Tuesday, August 5, 2008

Guest Blogger: Jayne Relaford Brown

Dispatch from Downunder 3: Hello from Hobart

After days of recuperating from a luggage-tugging (re)injury that left me unable to lift a spoon to my mouth or type, and a screamingly horrible internet connection here at hotel, here I hope is blogpost. Thanks to The Write Bunch for letting me communicate here--it's added a lot to the trip in terms of seeing/thinking like a writer, and really keeping images and memories in my head.

First, a backup to Eungella (pronounced Yung'la, Land of the Clouds in the aboriginal), the one place we have made a point to return to each visit. The Platypus Pool on the Broken River is my kind of place of worship. In this rainforest pocket, people from all over the world gather, hushed, in anticipation and near-silence. A ripple, a few bubbles, and "There! There!" softly in several languages, or the universal pointing, as a platypus surfaces and we all fall in love. Every time they are still smaller than I expect, only a foot long or so--duckbill, fur, feet and eyeliner that could look fierce or sweet. A few seconds of paddling and they're gone again as we all follow the ripples to the next surfacing.

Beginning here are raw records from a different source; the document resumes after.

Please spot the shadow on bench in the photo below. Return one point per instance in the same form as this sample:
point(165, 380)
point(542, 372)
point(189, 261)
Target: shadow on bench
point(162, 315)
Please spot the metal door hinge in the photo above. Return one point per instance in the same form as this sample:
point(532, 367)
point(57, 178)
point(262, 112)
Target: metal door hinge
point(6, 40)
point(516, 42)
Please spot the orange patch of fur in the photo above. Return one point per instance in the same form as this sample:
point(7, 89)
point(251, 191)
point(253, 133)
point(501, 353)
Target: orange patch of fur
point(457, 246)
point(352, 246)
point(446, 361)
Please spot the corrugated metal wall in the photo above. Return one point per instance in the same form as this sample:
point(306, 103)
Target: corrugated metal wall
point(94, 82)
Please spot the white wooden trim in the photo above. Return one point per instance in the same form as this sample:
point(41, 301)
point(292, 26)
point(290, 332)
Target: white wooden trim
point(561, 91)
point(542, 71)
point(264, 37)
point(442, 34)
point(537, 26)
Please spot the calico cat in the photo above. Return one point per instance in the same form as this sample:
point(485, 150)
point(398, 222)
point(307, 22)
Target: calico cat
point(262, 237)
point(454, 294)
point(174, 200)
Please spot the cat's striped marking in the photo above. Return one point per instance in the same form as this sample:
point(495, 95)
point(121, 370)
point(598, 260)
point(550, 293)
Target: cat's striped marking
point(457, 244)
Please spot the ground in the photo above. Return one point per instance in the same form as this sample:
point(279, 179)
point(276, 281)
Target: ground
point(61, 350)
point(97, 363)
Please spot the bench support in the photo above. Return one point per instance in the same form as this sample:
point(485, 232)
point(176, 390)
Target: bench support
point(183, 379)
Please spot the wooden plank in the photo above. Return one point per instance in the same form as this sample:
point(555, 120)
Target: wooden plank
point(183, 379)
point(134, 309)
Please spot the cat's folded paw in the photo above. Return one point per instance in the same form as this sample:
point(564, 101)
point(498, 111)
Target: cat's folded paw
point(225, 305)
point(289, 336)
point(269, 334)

The road to Eungella goes across the cane fields, past the cane trains and the sugar factories smelling of molasses, up 4.5 ks of 12% grade, and into the mountainsides of waterfalls, palms, shaggy cedars, strangler figs and staghorn ferns. I walked one of the trails with a bottle of water, my camera, and a little note with my name and "Meeting Janice Chernekoff at Broken River tea room." Our cell phones are useless here, and our wallets in the woods. Excitement tippled with fear to be on a trail alone with only one encounter in 5 ks. But the beauty--worth it. How many pictures of a stunning trail turning deeper into rainforest an you take? Heaps, when each turn is more beautiful. And the soft mossy path is heaven.

Hobart--go there if you can. Lonely Planet says 3rd most photogenic city in the world. It rises San Francisco-like from the bay to rooftops on the hill to snow-covered Mt. Wellington, where eucalyptus have adapted to bush-size to survive. (Cadbury Factory!) Downside is the convict past. We went to the Female Factory, a prison where women and children were brought for "crimes" like stealing shawls or food, or "bad behavior," generally accused by partners or bosses. They were sentenced to hard labor, sent out to work as maids, then sentenced to more hard labor when they got pregnant. There's a dig exposing 3 of the stone cells, about the size of dog runs at the pound. Then you can go to the gift shop and buy strawberry fudge. One bright note: there's a legendary protest where several hundred of them exposed their bare bums to the governor and his wife, slapping them (their bums) to register their contempt.

We're off to Bruny Island this morning, hoping to see the penguin rookery, the southernmost lighthouse and pub in Australia. I'm in love with Tasmania, so happy we came. More to come. Cheers to all. Jayne

1 comment:

Nancy said...

Jayne - A platypus??? Now I truly am jealous, really. Thanks for the dispatches from Downunder. Love to you and Janice.